Kürzlich gab ein anonymer iranischer Beamter gegenüber dem Telegraph jedoch zu, dass sich die Houthis de facto von der "Achse des Widerstands" gelöst haben und keine Befehle mehr aus Teheran entgegennehmen. "Die Houthis haben sich schon seit einiger Zeit von der Achse des Widerstands gelöst und sind jetzt die wahren Rebellen", so die Quelle gegenüber der britischen Zeitung.

"Sie gehorchen Teheran nicht mehr so wie früher", fuhr er fort und fügte hinzu, dass es sich nicht nur um die Houthis handele. "Es sind nicht nur die Houthis - auch einige Gruppen im Irak verhalten sich so, als hätten wir nie Kontakt zu ihnen gehabt", fügte er hinzu und bezog sich dabei auf die schiitischen Milizen unter dem Dach der Organisation Kata'ib Hisbollah.

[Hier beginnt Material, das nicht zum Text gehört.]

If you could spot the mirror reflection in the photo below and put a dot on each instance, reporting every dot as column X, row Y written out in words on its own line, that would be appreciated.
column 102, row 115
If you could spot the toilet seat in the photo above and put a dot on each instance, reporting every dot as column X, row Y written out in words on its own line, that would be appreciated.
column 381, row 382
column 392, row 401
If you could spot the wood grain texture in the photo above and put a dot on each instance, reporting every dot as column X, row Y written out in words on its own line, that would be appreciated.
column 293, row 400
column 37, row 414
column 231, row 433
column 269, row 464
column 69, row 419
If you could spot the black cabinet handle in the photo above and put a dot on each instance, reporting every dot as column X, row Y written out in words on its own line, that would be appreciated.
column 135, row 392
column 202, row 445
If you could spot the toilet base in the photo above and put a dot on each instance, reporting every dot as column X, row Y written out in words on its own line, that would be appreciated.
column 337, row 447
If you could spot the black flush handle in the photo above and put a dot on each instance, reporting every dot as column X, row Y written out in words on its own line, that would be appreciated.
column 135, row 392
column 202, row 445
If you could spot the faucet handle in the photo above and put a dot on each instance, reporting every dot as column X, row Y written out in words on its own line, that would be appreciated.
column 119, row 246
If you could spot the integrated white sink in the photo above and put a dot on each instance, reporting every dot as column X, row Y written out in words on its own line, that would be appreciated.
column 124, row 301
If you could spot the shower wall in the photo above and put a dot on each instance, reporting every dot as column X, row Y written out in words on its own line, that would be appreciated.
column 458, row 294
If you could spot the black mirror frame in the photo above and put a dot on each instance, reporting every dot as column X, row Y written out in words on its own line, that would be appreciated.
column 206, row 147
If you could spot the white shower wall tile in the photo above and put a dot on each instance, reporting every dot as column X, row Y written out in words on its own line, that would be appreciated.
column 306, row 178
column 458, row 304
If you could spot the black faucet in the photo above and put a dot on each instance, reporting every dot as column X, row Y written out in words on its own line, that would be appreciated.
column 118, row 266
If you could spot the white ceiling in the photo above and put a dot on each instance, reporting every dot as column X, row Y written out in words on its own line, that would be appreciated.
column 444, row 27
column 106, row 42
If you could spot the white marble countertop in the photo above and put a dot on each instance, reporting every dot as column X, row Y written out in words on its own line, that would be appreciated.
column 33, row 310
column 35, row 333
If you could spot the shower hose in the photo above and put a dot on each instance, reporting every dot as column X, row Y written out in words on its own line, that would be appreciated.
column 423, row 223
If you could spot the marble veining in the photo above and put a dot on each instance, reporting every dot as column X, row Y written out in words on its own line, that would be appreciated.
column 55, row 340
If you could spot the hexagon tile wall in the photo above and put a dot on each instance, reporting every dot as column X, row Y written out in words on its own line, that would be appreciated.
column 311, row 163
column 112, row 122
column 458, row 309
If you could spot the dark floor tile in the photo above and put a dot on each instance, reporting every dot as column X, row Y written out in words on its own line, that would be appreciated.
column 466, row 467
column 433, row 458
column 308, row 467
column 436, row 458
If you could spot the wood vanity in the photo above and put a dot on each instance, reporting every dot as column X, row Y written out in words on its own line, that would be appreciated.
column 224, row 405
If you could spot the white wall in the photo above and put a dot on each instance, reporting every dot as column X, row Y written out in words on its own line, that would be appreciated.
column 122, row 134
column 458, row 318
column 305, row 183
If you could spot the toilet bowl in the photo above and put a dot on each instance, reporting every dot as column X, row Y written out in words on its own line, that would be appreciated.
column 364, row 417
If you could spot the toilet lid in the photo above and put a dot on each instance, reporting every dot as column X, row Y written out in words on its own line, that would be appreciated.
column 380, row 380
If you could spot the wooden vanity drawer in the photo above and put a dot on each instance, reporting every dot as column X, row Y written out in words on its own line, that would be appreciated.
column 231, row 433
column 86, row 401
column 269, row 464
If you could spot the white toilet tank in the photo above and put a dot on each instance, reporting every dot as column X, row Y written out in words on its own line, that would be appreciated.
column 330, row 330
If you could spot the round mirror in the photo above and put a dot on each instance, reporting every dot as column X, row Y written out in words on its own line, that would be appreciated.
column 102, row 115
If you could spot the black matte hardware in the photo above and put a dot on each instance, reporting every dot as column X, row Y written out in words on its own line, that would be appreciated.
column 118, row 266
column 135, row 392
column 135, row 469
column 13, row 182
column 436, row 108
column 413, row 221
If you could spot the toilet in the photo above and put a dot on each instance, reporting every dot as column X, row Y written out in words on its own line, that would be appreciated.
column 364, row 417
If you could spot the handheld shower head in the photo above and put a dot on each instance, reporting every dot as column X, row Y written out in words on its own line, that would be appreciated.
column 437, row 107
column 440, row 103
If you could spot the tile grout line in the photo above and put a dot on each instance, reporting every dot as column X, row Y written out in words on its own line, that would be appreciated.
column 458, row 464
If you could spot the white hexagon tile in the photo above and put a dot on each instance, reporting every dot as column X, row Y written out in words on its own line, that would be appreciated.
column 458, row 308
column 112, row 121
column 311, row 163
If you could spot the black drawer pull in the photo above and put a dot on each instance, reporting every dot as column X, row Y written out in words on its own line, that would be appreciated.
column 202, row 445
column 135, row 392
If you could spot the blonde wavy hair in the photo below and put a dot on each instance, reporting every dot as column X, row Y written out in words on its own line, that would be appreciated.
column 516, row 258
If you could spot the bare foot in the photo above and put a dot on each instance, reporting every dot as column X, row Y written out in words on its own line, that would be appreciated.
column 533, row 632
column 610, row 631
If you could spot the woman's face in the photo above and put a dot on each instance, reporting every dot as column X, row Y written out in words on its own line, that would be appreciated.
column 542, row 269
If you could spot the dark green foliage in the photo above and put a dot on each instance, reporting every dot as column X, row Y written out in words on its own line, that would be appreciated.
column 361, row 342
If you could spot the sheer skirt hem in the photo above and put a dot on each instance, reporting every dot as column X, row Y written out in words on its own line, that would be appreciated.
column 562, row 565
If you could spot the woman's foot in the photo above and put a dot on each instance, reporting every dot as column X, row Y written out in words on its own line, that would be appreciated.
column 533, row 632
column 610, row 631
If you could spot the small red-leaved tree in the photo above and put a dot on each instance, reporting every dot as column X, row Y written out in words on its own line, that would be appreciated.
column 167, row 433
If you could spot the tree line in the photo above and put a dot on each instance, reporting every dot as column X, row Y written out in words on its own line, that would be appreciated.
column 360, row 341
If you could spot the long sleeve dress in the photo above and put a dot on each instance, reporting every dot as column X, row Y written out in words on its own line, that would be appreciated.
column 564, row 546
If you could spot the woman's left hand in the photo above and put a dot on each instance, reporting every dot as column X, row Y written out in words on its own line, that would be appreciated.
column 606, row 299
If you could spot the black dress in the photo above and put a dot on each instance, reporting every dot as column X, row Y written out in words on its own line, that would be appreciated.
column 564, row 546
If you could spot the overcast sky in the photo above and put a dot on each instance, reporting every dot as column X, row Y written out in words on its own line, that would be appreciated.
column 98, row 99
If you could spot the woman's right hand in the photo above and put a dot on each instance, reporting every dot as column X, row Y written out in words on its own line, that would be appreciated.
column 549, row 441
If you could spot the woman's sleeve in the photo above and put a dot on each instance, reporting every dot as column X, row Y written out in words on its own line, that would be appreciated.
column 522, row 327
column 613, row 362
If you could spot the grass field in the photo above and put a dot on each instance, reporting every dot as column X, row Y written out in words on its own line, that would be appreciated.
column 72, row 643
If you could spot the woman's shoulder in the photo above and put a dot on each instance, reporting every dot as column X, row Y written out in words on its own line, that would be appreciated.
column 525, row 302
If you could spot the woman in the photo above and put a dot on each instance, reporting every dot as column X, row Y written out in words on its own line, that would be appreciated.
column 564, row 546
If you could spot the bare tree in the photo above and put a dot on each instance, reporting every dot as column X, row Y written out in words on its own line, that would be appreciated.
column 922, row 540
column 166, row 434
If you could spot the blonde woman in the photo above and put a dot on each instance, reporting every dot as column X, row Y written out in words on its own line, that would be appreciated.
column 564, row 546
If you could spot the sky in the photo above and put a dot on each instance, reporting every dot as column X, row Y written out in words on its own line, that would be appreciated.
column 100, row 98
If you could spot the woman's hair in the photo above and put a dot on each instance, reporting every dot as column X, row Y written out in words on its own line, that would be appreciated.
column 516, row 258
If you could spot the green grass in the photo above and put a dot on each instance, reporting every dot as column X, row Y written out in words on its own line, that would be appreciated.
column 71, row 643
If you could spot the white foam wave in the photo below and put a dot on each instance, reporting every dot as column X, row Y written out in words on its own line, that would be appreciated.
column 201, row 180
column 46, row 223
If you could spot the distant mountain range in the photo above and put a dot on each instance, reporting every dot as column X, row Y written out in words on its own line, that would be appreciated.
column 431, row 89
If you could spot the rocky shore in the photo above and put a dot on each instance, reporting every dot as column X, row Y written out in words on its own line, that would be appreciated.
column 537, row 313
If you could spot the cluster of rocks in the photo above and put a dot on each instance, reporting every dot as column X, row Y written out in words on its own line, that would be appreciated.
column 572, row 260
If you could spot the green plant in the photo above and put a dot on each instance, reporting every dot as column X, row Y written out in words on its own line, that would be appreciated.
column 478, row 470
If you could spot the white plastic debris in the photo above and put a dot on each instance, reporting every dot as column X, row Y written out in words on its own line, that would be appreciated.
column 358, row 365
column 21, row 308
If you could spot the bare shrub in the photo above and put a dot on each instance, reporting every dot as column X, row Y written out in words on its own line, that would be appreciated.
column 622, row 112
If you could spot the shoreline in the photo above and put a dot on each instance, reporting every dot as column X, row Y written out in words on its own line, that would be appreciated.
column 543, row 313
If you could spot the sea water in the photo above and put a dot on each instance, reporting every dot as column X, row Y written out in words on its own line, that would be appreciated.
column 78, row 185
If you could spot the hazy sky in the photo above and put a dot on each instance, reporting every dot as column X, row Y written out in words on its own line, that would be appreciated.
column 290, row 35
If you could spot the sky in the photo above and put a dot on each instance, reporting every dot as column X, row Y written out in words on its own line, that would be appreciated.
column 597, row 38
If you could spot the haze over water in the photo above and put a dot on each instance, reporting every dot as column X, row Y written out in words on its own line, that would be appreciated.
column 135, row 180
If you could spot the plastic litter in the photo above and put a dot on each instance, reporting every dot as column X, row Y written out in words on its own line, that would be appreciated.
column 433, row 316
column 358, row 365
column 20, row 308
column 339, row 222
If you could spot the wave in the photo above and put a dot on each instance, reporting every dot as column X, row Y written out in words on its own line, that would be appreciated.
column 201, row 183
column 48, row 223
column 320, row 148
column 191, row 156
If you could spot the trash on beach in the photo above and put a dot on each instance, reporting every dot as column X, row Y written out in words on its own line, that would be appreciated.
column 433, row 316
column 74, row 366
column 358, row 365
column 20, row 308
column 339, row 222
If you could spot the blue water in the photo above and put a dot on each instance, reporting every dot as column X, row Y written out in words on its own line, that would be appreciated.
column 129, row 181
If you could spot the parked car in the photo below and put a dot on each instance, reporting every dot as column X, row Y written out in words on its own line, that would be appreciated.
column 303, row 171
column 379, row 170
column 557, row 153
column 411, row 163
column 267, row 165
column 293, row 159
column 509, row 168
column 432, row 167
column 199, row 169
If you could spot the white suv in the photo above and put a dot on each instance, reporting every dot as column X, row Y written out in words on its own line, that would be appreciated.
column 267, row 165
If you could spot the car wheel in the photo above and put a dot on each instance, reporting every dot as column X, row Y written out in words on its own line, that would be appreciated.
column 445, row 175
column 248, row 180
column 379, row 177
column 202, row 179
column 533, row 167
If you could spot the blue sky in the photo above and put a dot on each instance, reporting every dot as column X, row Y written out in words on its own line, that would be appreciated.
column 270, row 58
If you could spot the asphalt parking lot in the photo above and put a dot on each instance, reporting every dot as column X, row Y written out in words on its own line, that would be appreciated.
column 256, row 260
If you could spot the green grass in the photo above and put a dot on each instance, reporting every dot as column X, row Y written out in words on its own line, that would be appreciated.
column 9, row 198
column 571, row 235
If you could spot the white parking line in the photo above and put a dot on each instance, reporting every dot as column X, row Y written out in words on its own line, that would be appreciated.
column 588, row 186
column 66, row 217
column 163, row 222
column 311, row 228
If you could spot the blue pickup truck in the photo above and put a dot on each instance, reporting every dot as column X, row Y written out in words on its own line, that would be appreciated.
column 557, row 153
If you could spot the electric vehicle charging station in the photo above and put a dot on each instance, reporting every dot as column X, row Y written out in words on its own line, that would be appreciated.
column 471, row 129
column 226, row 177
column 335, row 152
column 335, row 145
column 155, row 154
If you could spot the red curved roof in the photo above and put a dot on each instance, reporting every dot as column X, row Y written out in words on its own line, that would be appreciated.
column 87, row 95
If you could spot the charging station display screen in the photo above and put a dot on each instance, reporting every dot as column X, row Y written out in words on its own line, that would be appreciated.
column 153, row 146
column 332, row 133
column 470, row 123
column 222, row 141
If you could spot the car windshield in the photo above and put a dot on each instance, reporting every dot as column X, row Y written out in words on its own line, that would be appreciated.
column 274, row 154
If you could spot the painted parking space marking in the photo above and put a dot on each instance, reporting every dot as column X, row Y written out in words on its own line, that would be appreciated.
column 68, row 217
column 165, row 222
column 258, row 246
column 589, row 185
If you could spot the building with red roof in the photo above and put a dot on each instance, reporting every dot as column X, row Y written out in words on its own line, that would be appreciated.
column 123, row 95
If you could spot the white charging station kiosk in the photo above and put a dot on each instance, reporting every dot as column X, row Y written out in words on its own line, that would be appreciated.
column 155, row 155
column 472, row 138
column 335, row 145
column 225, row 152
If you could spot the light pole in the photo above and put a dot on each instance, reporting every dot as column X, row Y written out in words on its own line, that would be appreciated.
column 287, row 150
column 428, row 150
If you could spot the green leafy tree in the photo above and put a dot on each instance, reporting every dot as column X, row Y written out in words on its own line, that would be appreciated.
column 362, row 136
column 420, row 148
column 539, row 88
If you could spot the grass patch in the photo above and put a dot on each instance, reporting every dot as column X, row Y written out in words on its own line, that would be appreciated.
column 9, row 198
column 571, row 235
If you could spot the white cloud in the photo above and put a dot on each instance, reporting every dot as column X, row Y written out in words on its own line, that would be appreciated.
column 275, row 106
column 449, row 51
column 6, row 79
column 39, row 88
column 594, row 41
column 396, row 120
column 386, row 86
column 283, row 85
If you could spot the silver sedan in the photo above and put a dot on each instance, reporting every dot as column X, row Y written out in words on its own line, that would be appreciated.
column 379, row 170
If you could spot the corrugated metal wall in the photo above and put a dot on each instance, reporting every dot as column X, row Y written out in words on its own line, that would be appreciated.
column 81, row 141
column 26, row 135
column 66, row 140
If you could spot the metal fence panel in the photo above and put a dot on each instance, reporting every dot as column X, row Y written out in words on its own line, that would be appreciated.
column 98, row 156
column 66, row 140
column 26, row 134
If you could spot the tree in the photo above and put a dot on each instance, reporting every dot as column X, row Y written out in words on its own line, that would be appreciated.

Wie der Telegraph feststellte, hat Teheran nach vier Jahrzehnten des Aufbaus einer "Achse des Widerstands" diese im Wesentlichen verloren, gerade im Zusammenhang mit dem Krieg gegen Israel. Es ist vor allem dieser militanten Koalition zu verdanken, dass die Islamische Republik als Regionalmacht auftreten konnte, insbesondere gegenüber Israel oder Saudi-Arabien.

Die Schwächung der Koordination der militanten Gruppen, die jüngste Wasserkrise und die zunehmenden Spannungen zwischen der iranischen Armee und den Revolutionsgarden führen jedoch dazu, dass der Iran wieder von dem imaginären Sockel der Regionalmacht oder des Hegemons abrückt. Das schiitische Regime ist daher offenbar gezwungen, ungewöhnliche Maßnahmen zu ergreifen, wie z. B. die Zusammenführung von Bewegungen, die sonst in Opposition zueinander stehen würden.